Ray Shaw discusses how HDR can help PC and perphieral makers to differenciate their products on iTWire.
"Demand growth of HDR-capable monitors for gaming is especially robust as many games support HDR.... Starting this year, panel makers have additionally introduced solutions for their TV technology into their monitors. For example, higher end monitor panels have incorporated direct backlight with as many as 384 local dimming zones. Panel makers have also used QDEF (Quantum Dot Enhancement Film) to achieve wider colour gamut."
Chris Chinnock, founder and president of Insight Media, talks about the advancement of Nanosys Quantum Dots in the upcoming years.
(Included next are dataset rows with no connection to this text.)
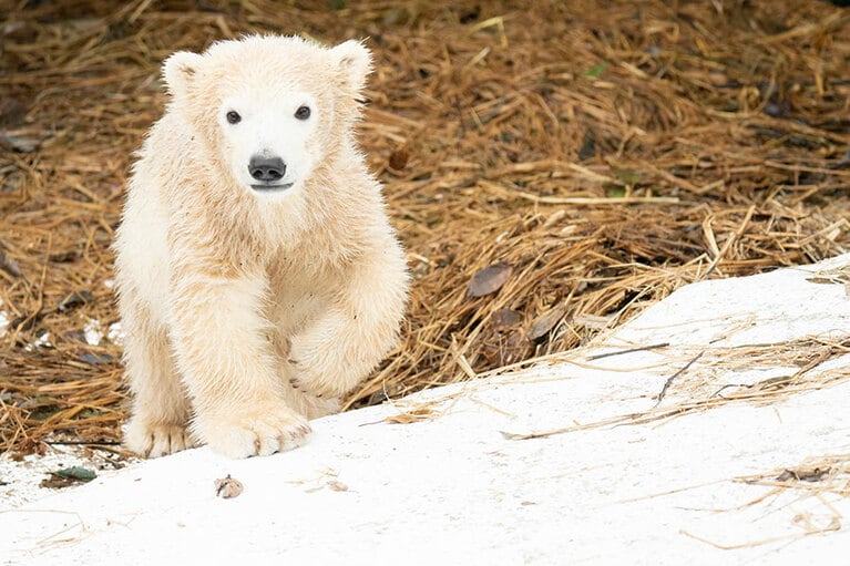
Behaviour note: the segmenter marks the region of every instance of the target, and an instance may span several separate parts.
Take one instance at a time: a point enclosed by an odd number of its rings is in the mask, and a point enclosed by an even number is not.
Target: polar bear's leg
[[[133,393],[133,416],[124,430],[124,444],[149,457],[192,447],[190,402],[165,329],[152,321],[141,301],[122,299],[124,362]]]
[[[286,402],[288,379],[262,316],[265,275],[228,278],[197,267],[175,268],[171,336],[198,440],[231,457],[301,444],[310,428]]]
[[[345,395],[396,344],[407,302],[401,248],[390,240],[346,275],[336,303],[291,338],[293,384],[308,394]]]

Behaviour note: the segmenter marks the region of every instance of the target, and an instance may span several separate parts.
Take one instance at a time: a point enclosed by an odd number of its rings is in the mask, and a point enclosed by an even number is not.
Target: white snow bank
[[[0,560],[840,563],[850,500],[736,478],[850,454],[847,356],[806,374],[834,377],[831,387],[643,424],[628,415],[651,410],[672,375],[662,409],[800,370],[750,353],[765,344],[847,339],[843,279],[825,281],[849,264],[686,287],[563,361],[315,421],[294,452],[227,461],[202,447],[140,463],[0,513]],[[432,414],[383,421],[411,409]],[[214,488],[227,474],[244,485],[232,500]]]

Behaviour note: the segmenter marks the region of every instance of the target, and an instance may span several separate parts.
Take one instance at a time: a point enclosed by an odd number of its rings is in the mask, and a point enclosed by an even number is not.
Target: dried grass
[[[82,330],[116,320],[109,244],[131,153],[162,110],[157,66],[245,31],[369,37],[376,53],[361,140],[414,286],[402,343],[351,404],[574,348],[704,277],[848,249],[850,12],[337,3],[3,10],[0,450],[120,438],[120,348]],[[499,261],[513,267],[504,287],[469,298]],[[32,347],[44,332],[51,346]]]

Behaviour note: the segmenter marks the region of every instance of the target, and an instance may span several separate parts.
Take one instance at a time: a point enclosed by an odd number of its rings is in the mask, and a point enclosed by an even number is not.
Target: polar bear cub
[[[115,241],[134,452],[297,446],[395,346],[404,254],[354,134],[369,69],[358,42],[257,35],[165,61]]]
"Alternatively, one can consider an ink printing process that is additive and more appropriate for direct-view displays. The key question here is can you define sub-pixel structures that meet the performance and manufacturing requirements? Here again, Nanosys, working with partners, claims to be solving this problem. In their back room, they showed images of 180 x 580 micron printed color filters with embedded quantum dots and a 5 micron thickness that is now very close to meeting manufacturer requirements."
David Savastano, writing for Printed Electronics Now, covers Nanosys' success and growth over the past few years and winning the Component of the Year at SID Display Week for the second time:
"With more than 300 issued or pending patents, Nanosys, Inc. is a key leader in the QD field. Founded in 2001, Nanosys is noted for its Quantum Dot Enhancement Film (QDEF) technology, which appears in TVs, monitors, tablets and displays. The company operates the world’s largest quantum dot nanomaterials fab, with manufacturing capacity for more than 25 tons of quantum dot materials annually."
These new displays achieve 95% of the DCI-P3 color gamut and feature Quantum Dot tech developed by Nanosys. Stefan Etienne, writing for TechCrunch on the first impressions of the new displays from E3. :
Samsung is updating its curved gaming monitor lineup with a slew of new technologies. Coming in 27, 31.5 and 49-inch versions, they’re called the C27HG70, C32HG70 and C49HG90, respectively. They blend the best current monitor technologies, into a package that at first glance seems pretty ideal... everyone from enthusiast PC gamers, eSports professionals, to editors and video professionals could have a field day with this gear.
Sweta Dash, writing for DisplayDaily, breaks down all the latest display innovation found at last month's SID DisplayWeek show in Los Angeles. She highlights Nanosys' award winning Hyperion Quantum Dot materials as a key innovation for LCDs.
"In general, technology prototypes take years to be commercialized. Some products never even get a chance for mass production. But, in recent years, display application market growth-rates have been slowing down. The battle for survival and dominance between LCD and OLED technology has been heating up. Next generation product innovation has become a necessity for survival."